A Very Brief Introduction to scipy.datasets

>>> from scipy import datasets
# Example ascent dataset loading with the new module
>>> datasets.ascent()
array([[ 83, 83, 83, ..., 117, 117, 117],
 [ 82, 82, 83, ..., 117, 117, 117],
 [ 80, 81, 83, ..., 117, 117, 117],
 [178, 178, 178, ..., 57, 59, 57],
 [178, 178, 178, ..., 56, 57, 57],
 [178, 178, 178, ..., 57, 57, 58]])

What does this implement/fix ?

With gh-8707, in 2018, SciPy wanted to introduce the datasets submodule and move a handful of dataset functions from the current misc module to this new datasets submodule. A Big Thanks to @WarrenWeckesser for discovering this idea. With this PR (indeed inspired by gh-8707) they (Anirudh and Ralf) resume those efforts after making some improvements (explained below) and move away from the scipy.misc module, finally deprecating it in a separate PR #15901)

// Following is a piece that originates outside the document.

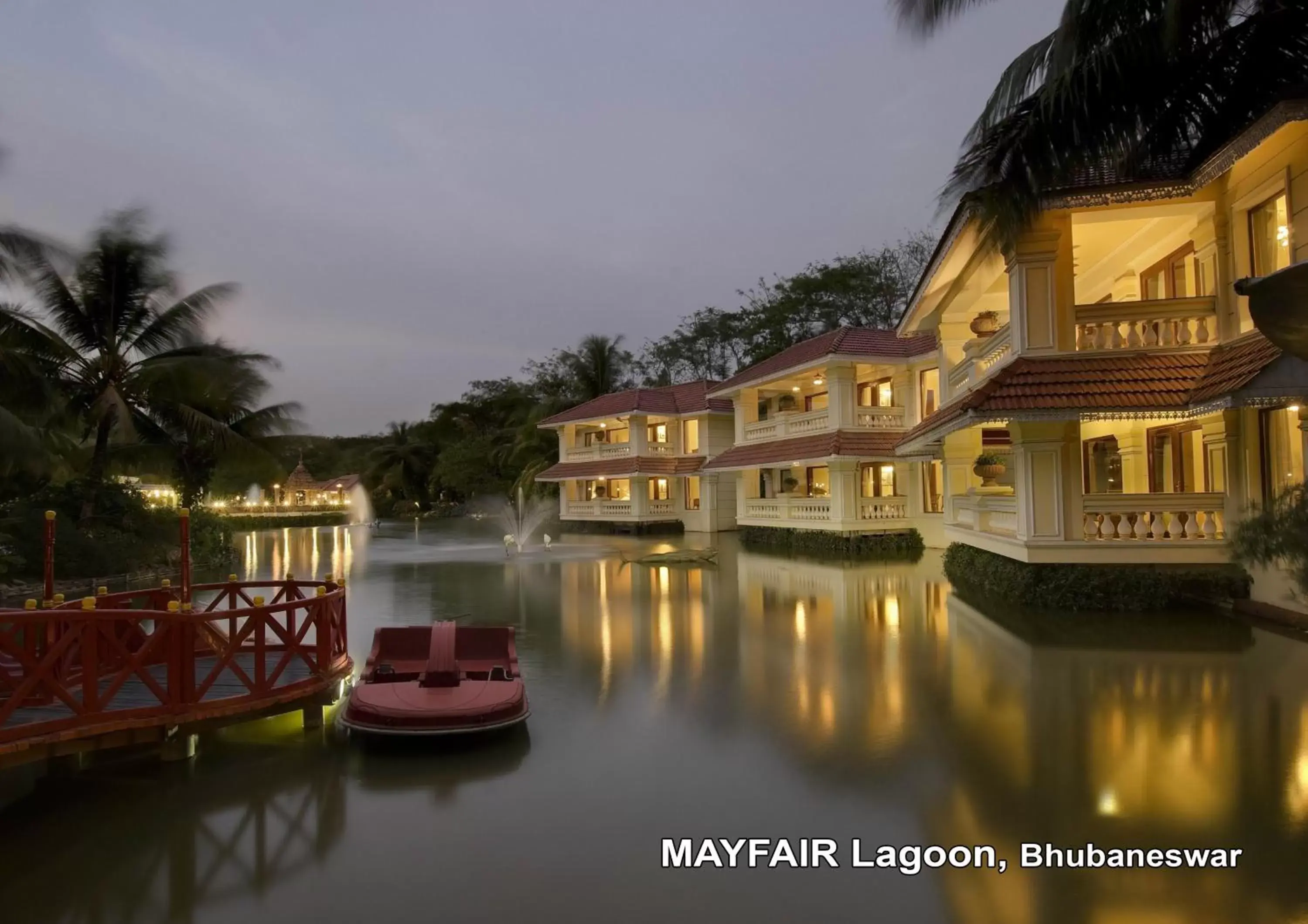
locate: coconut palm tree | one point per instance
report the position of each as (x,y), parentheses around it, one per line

  • Add scipy.datasets submodule
  • Utilize pooch to handle the dataset downloading and caching.
  • Enable meson support for scipy.datasets submodule
  • Move all dataset files (eg. scipy.stats has its own test datasets within the repository) to their respective new repository (explained below). This is something that can be done after landing this PR once we have a concrete datasets API and approach defined for adding new datasets.
  • Deprecate the misc module (DEP: Deprecate scipy.misc in favour of scipy.datasets #15901)

Pooch and scipy.datasets partnership

Pooch manages data registrations by downloading your data files from a server only when needed and storing them locally in a data cache (a folder on your computer).

  • With Pooch you can easily decouple the datasets that are currently present within the SicPy repository and move them to their new repository. For example, see https://github.com/scipy-datasets, where each dataset has its own repository. This will lead to a lightweight SciPy Package decreasing the download size for future releases. Keeping the datasets in individual repositories or a single scipy-datasets repository is a point of discussion.....
  • Dependency: Pooch is an extremely light package and has only a few dependencies, so if you were to add a new dependency i.e. Pooch, you can expect it to be small and at the same time it won’t add a lot of sub-dependencies.